Durch die «öffentlich-rechtlich» organisierte SRG wird die öffentliche, die politische, die kulturelle, die sprachgebundene, die sozial ausgewogene Diskursstruktur in der Schweiz nicht nur geschützt, sondern weitgehend auch organisatorisch ermöglicht.
Richtig gelesen, ich habe geschrieben: die Struktur.
Bevor man in einer Staatsgesellschaft Inhalte diskutieren kann, braucht es eine Struktur, die diese Diskussionen vorbereitet – sachlich, inhaltlich beladen, nicht inhaltsleer, sondern offen. Sie muss möglichst viele Interessenseiten ansprechen. Sie ist geübt, sich mit allen Beteiligten auf Vorgehensweisen abzusprechen und auf nachvollziehbare Durchführungsmöglichkeiten zielend Öffentlichkeit herzustellen. Öffentlichkeit ist Voraussetzung für Demokratie.
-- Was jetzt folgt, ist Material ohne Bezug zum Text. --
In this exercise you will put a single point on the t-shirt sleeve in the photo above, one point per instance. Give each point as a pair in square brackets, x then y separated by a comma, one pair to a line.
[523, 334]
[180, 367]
Sie ist gleichzeitig Voraussetzung für Gerechtigkeit und für ein funktionierendes Recht. Solcherlei ist keineswegs einfach gegeben.
Es ist vor allem nicht «Talk». «Talk» ist beliebig. Das heisst: Inhalte spielen beim Reden von Talkgästen meist gar keine Hauptrolle. Wichtig sind in Talks Auftritt und Eigenpräsentation. Wichtig ist das Zurschaustellen einer Meinung, nicht sosehr die Meinung selber.
Das ergibt die Show.
Die Offenheit der Diskursstruktur muss allseits respektiert sein, damit Konfrontation nicht in Zerstörung ausartet.
Nur sind diese Talks, und dazu gehört im Schweizer Fernsehen etwa auch die «Arena», nicht das, was die von mir oben genannte Diskursstruktur ausmacht.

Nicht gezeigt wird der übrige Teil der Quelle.